Пока Мария Ивановна рассказывала моей жене, кто такая Василиса, я задумался над тем, что девчонки скорее всего не одаренные. Раз покойный Оленин сам был «простаком», значит и для дочерей у него звезды вряд ли нашлись. Поэтому и умерли все от весенней лихорадки. А душа настоящей Милены просто не захотела расставаться со своими близкими и отправилась вслед за ними. Надеюсь, Мара подарила им всем достойное посмертие, и они еще встретятся в следующей жизни.

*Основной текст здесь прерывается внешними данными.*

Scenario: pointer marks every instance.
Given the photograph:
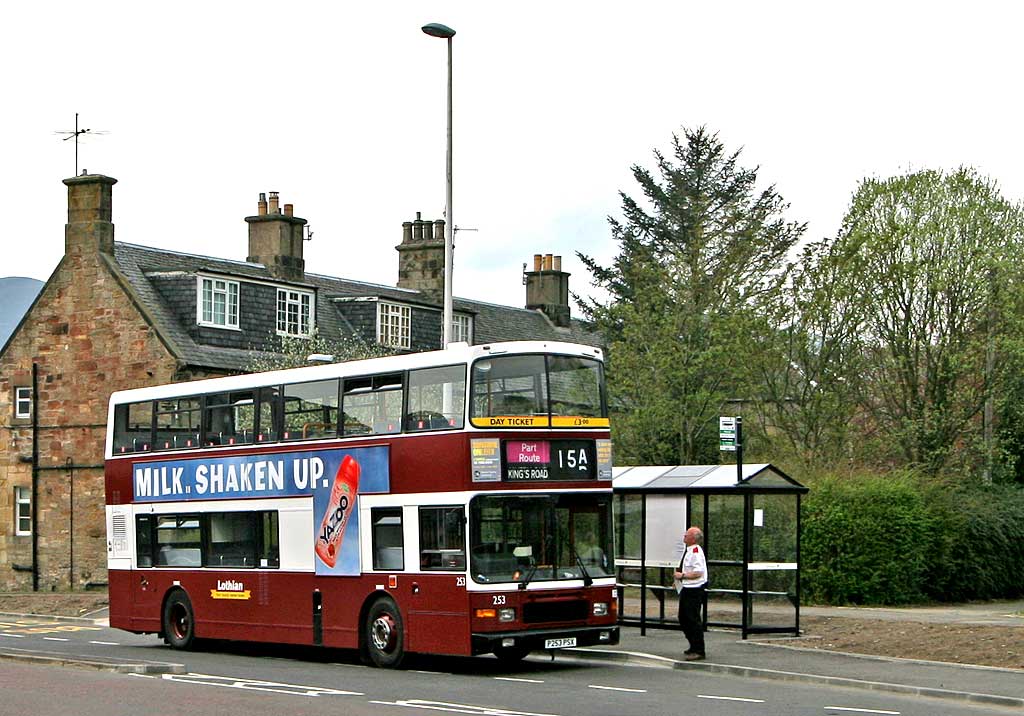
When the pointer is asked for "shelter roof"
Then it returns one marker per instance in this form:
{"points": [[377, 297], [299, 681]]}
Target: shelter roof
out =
{"points": [[684, 478]]}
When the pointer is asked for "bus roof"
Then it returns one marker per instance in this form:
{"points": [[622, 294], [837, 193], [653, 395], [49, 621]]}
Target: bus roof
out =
{"points": [[455, 353]]}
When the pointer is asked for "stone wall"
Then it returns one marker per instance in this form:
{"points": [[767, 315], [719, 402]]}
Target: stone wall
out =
{"points": [[88, 340]]}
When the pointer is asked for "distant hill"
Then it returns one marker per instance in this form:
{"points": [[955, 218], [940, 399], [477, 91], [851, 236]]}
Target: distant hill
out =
{"points": [[16, 294]]}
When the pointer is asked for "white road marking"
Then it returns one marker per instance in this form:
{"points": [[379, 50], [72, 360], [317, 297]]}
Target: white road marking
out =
{"points": [[617, 688], [457, 708], [257, 685], [748, 701]]}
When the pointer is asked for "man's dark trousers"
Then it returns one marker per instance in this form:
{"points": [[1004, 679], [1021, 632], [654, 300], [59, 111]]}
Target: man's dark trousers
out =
{"points": [[690, 601]]}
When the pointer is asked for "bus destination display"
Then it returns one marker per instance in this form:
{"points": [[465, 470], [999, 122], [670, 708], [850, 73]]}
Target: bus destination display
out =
{"points": [[527, 461]]}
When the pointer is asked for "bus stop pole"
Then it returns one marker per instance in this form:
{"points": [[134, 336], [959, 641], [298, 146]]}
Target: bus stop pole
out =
{"points": [[643, 564]]}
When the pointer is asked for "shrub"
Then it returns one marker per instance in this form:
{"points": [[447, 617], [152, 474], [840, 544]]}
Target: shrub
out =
{"points": [[865, 540], [897, 538]]}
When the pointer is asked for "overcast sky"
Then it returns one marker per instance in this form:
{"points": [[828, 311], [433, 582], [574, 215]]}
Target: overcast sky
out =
{"points": [[340, 108]]}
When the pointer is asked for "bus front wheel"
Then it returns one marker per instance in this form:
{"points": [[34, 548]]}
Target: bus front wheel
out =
{"points": [[179, 621], [384, 634]]}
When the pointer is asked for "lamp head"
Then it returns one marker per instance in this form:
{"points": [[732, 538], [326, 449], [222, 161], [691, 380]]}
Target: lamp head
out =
{"points": [[438, 30]]}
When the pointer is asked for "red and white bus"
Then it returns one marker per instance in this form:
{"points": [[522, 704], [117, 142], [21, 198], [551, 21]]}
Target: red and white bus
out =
{"points": [[454, 502]]}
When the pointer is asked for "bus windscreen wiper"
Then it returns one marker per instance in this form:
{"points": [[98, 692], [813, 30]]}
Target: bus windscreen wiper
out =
{"points": [[529, 575], [587, 579]]}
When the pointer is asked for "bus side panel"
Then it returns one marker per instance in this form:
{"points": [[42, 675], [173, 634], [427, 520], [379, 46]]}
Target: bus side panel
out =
{"points": [[437, 620], [120, 598], [250, 605], [437, 464]]}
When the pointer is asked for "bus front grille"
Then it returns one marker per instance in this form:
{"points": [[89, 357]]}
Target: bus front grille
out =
{"points": [[567, 611]]}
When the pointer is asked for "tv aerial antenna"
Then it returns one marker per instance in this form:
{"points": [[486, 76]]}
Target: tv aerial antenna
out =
{"points": [[76, 134]]}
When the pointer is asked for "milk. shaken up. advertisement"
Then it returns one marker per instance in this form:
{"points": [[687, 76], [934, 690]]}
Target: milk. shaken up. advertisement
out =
{"points": [[335, 478]]}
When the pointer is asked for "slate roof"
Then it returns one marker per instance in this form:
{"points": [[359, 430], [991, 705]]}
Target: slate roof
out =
{"points": [[142, 266]]}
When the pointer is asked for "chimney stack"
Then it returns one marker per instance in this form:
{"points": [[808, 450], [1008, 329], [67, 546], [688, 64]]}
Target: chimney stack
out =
{"points": [[548, 289], [89, 228], [275, 239], [421, 257]]}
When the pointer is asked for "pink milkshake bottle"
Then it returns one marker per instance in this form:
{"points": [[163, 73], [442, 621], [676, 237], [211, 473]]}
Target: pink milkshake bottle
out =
{"points": [[341, 504]]}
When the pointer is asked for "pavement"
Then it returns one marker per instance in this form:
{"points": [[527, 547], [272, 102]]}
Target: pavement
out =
{"points": [[791, 659], [787, 659]]}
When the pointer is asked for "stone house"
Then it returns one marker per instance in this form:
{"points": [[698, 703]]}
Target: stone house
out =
{"points": [[115, 316]]}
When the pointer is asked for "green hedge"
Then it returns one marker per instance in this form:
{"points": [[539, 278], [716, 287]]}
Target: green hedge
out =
{"points": [[897, 539]]}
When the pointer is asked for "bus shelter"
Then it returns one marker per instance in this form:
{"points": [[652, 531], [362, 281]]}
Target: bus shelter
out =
{"points": [[751, 520]]}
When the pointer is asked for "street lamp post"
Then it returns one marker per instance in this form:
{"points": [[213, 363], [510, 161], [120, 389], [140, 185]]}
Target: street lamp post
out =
{"points": [[446, 33]]}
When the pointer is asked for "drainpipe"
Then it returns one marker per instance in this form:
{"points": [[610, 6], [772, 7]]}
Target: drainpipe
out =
{"points": [[35, 476], [70, 464]]}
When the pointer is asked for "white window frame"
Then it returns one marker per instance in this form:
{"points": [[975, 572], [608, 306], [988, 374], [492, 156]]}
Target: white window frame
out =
{"points": [[23, 522], [23, 403], [393, 325], [303, 302], [230, 292], [462, 328]]}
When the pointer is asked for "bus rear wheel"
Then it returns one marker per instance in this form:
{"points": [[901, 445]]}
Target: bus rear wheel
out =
{"points": [[384, 634], [179, 621]]}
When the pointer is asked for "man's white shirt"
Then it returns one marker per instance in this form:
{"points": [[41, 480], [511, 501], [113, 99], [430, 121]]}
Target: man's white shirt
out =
{"points": [[693, 560]]}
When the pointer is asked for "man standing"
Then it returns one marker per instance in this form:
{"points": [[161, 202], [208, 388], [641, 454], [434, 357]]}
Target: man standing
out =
{"points": [[692, 575]]}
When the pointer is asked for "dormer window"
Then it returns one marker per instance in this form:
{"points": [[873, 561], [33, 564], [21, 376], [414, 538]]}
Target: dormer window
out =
{"points": [[393, 325], [218, 302], [294, 312], [462, 328]]}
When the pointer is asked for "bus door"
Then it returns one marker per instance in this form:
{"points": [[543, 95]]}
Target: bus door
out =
{"points": [[438, 602]]}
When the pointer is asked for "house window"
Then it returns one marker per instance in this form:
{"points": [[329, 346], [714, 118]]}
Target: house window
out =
{"points": [[462, 328], [392, 325], [218, 303], [294, 312], [23, 403], [23, 511]]}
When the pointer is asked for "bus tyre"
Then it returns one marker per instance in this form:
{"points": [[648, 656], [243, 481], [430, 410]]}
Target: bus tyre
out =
{"points": [[511, 655], [179, 621], [384, 634]]}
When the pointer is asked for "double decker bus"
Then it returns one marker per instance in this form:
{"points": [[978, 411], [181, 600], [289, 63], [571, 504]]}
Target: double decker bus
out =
{"points": [[455, 502]]}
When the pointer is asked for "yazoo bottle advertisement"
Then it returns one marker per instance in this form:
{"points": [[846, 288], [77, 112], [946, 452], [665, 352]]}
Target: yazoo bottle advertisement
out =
{"points": [[347, 474], [334, 477]]}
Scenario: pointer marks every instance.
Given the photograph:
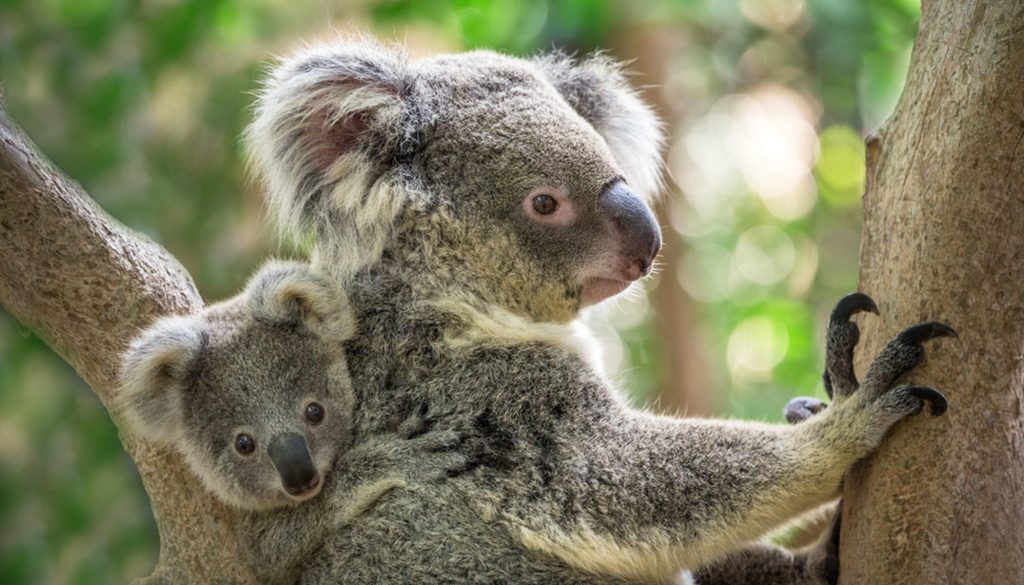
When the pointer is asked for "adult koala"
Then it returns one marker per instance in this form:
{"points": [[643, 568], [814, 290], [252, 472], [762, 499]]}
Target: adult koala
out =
{"points": [[471, 205]]}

Из хороших новостей: на чиновников канцелярии животворящий пинок от губернатора подействовал самым чудесным образом. Завтра к вечеру все документы уже должны быть готовы, и Милена Оленина с дочерями вступят в наследство. Конечно, их родственники могут потом оспорить ее наследство через суд, но это уже совсем другая история. Такая тяжба может продолжаться бесконечно долго, переходя из одной инстанции в другую, и тут уже время будет исключительно на стороне вдовы. Судебную волокиту опытный стряпчий в состоянии затянуть на годы. А там глядишь, уже и отсуживать будет нечего — имение давно заложено и отчуждению не подлежит.
— Предлагаю наш отъезд отложить еще на день — вношу я предложение.
— Разумно — соглашается Бекетов — нужно дождаться, чтобы Милена Силантьевна получила на руки документы по наследству. Заодно и убедимся, что пристав передал дело о нападении на нее в Уголовную палату. Тогда она сможет спокойно вернуться в свое имение.
— Саша, прежде нужно чтобы страсти вокруг наследства улеглись, а то до них и в имении доберутся. Давайте, пригласим Милену с девочками погостить у нас в Костроме?
— Не возражаю —
Конечно, Лена соглашается. Куда ж она денется? Жена должна следовать за мужем, а мне сейчас срочно нужно в Кострому. Константин Михайлович Бекетов должен предстать перед дворянским сообществом Северного клана и занять в нем положенное ему место. А когда прибудет Алексей Петрович и начнутся наши разъезды, я буду уверен, что мои девочки находятся в полной безопасности. Ведь самое подходящее для этого место — особняк графа Бекетова. Больше мне не на кого их оставить…
— … Гостей принимаете? — улыбаюсь я, разглядывая всклокоченного пристава Шкурина.
— Если честно, то спать уже собрался — ворчит он для вида — мне и в прошлую-то ночь толком выспаться не удалось.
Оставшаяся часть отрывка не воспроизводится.